On March 21, Gelonghui announced that Hutchmed (China) (00013.HK) has received conditional approval for the new drug Tazverik (tazemetostat) in China, indicated for the treatment of adult patients with EZH2 mutation-positive relapsed or refractory follicular lymphoma (FL) who have previously received at least two systemic treatments.

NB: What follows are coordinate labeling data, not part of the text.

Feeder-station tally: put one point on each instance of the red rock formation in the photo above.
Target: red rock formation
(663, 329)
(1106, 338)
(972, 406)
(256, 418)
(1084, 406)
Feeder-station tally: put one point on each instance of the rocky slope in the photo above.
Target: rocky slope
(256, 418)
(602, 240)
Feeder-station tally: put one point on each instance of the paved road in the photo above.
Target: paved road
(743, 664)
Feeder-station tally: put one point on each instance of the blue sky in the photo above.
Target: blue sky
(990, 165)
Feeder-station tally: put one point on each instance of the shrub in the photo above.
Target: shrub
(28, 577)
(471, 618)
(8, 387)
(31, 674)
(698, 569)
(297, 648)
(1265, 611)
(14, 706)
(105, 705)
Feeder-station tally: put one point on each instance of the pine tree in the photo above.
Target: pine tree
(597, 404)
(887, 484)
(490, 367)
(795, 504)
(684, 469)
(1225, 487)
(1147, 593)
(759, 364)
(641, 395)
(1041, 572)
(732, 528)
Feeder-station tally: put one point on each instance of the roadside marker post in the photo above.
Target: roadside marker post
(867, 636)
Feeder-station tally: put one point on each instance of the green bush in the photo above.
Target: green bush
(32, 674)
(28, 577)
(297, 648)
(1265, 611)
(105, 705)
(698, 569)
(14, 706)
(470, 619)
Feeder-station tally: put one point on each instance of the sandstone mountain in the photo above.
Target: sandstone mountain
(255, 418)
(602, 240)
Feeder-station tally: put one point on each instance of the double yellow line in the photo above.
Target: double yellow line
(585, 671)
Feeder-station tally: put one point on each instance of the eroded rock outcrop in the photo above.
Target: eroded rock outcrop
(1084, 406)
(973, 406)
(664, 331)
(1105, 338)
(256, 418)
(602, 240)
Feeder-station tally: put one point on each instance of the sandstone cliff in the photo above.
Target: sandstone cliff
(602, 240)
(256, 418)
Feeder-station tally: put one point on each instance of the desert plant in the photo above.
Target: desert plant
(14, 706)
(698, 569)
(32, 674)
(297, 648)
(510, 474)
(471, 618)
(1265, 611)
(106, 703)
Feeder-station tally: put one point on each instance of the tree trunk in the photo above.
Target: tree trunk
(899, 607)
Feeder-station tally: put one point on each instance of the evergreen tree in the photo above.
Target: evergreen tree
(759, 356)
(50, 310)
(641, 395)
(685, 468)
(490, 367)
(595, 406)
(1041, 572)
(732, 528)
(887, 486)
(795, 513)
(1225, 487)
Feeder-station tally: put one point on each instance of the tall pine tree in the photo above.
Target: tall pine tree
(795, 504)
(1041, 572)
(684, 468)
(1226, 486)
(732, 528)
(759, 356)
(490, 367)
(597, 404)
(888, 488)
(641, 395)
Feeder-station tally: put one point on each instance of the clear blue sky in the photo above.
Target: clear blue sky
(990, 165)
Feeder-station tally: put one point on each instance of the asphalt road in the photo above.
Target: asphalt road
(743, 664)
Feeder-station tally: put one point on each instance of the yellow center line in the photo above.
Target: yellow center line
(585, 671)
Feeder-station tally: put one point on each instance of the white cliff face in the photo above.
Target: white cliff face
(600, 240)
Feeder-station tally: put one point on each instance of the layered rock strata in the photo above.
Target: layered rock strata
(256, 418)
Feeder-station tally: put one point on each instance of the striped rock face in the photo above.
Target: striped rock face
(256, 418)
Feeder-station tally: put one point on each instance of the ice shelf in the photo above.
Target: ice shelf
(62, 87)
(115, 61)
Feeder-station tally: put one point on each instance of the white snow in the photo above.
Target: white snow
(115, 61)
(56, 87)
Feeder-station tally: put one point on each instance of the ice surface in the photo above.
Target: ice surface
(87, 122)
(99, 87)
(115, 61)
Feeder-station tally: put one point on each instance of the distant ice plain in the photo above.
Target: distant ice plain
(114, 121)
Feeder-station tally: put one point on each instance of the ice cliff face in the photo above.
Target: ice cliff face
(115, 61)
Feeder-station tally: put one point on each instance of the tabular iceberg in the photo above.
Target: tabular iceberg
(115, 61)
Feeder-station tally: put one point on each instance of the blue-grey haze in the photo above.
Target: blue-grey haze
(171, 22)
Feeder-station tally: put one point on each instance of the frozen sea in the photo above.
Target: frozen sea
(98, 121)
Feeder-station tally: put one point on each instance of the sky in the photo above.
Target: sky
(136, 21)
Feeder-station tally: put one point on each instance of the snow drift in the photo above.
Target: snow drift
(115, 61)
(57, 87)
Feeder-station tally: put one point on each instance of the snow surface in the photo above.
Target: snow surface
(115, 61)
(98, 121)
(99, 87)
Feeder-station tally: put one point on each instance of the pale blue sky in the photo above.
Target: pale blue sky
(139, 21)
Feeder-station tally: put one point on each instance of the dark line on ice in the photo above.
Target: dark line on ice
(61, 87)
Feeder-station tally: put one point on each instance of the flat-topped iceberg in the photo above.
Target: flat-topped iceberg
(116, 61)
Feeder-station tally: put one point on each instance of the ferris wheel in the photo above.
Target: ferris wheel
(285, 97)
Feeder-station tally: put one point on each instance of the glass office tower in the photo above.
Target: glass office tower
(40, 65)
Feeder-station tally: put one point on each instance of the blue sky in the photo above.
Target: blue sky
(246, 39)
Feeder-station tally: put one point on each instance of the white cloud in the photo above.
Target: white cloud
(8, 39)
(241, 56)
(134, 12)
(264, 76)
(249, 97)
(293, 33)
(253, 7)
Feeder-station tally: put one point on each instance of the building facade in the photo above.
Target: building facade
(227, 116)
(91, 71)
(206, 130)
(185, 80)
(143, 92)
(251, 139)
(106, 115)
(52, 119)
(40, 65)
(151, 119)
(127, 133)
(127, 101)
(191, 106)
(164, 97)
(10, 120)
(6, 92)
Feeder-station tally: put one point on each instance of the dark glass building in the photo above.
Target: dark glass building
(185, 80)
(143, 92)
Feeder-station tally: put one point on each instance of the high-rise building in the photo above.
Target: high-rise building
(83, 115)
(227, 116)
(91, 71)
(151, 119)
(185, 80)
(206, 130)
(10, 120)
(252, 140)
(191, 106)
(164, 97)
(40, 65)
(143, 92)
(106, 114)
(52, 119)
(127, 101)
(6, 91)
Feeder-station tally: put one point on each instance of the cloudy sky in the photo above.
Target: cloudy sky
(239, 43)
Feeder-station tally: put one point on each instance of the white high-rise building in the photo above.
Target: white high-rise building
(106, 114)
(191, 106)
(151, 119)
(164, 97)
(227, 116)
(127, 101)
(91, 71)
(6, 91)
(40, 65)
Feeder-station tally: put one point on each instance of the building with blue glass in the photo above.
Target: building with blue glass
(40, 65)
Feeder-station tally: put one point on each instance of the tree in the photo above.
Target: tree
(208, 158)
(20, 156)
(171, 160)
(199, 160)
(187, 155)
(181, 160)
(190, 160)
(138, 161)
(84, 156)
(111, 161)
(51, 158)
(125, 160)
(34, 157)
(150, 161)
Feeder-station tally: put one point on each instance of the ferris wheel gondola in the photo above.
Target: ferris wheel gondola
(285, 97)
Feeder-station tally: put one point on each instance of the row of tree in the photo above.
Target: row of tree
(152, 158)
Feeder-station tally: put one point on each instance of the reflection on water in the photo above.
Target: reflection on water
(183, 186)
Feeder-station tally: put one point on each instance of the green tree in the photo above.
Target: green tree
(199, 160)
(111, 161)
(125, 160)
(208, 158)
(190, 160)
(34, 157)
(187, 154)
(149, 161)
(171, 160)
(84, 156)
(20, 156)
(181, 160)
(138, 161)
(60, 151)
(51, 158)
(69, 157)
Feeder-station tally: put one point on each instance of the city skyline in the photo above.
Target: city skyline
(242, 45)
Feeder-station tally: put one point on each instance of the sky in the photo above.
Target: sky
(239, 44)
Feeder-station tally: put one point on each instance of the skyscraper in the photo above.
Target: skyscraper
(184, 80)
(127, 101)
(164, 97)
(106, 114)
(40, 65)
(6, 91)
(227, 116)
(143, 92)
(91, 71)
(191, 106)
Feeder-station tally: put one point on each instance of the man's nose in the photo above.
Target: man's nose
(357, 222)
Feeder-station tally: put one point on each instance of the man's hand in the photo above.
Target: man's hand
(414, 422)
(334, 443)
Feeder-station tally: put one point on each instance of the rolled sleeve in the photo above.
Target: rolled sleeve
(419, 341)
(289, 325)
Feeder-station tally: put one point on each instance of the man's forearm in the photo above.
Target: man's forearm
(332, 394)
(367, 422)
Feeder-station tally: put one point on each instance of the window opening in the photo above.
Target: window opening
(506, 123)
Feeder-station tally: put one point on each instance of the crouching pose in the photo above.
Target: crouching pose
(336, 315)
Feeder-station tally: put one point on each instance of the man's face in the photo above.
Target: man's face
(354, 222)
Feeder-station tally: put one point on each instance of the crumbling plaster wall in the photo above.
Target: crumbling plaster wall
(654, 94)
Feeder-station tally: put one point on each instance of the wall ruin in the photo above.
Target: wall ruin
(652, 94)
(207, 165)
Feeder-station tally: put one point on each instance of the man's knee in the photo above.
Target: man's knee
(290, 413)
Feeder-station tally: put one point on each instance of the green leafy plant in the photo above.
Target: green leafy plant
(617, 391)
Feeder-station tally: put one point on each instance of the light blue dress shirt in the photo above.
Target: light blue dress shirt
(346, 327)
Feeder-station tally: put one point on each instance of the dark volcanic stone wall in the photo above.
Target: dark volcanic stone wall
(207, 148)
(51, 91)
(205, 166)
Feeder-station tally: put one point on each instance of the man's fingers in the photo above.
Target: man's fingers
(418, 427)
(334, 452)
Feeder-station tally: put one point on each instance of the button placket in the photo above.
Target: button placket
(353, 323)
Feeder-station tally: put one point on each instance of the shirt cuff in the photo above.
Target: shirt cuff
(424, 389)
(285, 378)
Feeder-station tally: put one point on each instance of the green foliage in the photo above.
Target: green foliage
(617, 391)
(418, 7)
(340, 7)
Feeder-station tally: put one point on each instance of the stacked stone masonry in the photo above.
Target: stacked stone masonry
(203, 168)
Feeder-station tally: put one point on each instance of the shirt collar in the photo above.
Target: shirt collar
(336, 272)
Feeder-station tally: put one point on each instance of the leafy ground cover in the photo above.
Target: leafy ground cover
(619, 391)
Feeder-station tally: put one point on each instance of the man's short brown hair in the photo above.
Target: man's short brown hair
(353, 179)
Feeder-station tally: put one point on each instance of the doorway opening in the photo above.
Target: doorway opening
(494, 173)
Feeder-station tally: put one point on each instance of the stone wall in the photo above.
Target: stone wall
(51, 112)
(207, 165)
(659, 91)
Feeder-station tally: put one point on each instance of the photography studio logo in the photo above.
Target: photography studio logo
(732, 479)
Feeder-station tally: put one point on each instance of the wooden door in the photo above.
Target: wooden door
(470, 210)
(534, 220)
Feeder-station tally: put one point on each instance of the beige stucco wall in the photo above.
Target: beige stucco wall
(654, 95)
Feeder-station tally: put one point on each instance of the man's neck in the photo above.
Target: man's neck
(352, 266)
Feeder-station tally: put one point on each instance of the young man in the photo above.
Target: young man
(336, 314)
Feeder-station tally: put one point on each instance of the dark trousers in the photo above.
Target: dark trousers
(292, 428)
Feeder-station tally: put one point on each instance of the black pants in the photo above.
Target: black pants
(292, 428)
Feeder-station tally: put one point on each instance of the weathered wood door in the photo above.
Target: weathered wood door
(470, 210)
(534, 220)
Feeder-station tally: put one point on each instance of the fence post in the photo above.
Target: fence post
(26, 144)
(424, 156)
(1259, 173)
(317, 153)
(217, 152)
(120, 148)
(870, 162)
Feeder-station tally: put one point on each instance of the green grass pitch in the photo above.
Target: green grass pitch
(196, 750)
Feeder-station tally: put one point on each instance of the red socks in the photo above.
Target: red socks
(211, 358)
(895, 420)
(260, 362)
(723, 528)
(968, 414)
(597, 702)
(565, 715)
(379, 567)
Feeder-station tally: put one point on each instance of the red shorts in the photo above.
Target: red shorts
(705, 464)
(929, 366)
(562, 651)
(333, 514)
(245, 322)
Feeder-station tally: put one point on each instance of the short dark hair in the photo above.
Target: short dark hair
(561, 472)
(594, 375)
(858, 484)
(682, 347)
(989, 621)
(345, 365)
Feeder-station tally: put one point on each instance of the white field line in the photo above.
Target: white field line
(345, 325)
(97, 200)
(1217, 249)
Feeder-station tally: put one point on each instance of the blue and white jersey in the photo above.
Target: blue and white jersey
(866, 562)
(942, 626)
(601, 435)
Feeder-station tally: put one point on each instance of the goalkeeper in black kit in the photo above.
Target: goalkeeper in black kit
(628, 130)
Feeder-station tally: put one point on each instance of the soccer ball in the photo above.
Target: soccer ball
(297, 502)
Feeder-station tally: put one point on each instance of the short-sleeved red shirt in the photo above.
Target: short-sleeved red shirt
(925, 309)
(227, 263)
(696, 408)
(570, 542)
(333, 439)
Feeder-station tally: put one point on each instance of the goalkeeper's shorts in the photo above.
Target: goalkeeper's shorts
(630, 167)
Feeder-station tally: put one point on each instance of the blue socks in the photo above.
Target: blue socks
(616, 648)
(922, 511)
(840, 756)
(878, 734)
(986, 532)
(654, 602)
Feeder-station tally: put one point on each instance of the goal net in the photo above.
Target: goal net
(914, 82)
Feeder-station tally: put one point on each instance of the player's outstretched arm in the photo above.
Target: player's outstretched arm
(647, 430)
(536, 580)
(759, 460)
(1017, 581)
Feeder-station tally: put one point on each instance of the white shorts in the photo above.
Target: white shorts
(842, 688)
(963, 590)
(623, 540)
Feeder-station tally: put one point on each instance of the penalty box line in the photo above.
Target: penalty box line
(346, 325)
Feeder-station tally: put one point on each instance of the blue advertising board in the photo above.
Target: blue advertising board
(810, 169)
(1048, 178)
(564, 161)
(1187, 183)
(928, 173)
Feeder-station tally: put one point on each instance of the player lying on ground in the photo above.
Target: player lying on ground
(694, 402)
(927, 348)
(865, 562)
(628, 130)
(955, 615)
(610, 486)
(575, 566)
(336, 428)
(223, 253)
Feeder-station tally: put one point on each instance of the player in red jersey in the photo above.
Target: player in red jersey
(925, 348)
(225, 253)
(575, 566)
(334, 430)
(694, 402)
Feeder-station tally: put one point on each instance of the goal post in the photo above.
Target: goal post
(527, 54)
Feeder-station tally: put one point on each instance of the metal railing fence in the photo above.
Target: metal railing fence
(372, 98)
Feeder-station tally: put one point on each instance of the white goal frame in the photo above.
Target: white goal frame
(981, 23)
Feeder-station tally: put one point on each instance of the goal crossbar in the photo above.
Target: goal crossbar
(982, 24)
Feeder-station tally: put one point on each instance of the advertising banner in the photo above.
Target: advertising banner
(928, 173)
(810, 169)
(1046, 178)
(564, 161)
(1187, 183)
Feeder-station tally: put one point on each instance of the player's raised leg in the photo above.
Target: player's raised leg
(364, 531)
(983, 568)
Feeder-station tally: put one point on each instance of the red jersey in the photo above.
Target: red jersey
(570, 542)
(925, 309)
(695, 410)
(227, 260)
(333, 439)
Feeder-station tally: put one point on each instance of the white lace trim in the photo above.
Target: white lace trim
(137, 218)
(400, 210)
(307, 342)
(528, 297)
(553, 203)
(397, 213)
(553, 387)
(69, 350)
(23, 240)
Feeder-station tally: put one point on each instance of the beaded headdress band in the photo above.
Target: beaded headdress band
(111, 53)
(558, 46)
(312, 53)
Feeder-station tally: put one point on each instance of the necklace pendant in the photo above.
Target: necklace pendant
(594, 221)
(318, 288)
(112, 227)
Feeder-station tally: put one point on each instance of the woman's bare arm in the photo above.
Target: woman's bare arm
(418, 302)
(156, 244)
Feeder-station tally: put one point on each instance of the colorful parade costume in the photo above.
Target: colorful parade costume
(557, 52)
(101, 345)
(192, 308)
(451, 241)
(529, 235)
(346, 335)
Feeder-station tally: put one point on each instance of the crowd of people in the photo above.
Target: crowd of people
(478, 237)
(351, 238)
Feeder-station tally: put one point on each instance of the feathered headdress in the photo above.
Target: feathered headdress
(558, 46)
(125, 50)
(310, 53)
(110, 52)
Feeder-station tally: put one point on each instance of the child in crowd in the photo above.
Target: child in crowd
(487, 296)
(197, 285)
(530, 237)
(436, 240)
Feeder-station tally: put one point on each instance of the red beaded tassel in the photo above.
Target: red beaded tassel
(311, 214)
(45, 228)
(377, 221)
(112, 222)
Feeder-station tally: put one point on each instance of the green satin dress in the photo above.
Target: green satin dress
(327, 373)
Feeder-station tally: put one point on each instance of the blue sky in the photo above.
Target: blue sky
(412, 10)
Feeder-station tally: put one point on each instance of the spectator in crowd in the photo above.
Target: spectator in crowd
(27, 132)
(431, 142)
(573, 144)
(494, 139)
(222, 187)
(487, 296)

This approval was obtained through the China National Medical Products Administration's ("NMPA") priority review process and marks the first national regulatory approval for Tazverik in China.
This conditional approval from the NMPA is based on a multicenter, open-label Phase II bridging study conducted in China, as well as clinical studies conducted by Epizyme, Inc. ("Epizyme"), a subsidiary of Ipsen, outside of China. The primary objective of the bridging study was to assess the objective response rate (ORR) of Tazverik in treating patients with relapsed/refractory follicular lymphoma with EZH2 mutations, and secondary objectives included evaluating the duration of response (DoR), progression-free survival (PFS), overall survival (OS), safety, and pharmacokinetics in patients with or without EZH2 mutations. Further details of the study can be found on clinicaltrials.gov by searching registration number NCT05467943.
Dr. Cao Junying, the principal investigator of the bridging study and a physician at Fudan University Shanghai Cancer Center, stated: "This approval brings significant treatment advances for this challenging disease. Most patients with follicular lymphoma may experience multiple relapses throughout their lives, posing great difficulties for treatment and often leading to poor outcomes. In clinical trials, Tazverik has demonstrated good efficacy in patients with EZH2 mutations. The company looks forward to delivering this groundbreaking epigenetic therapy to patients in China who have long been seeking new effective treatments."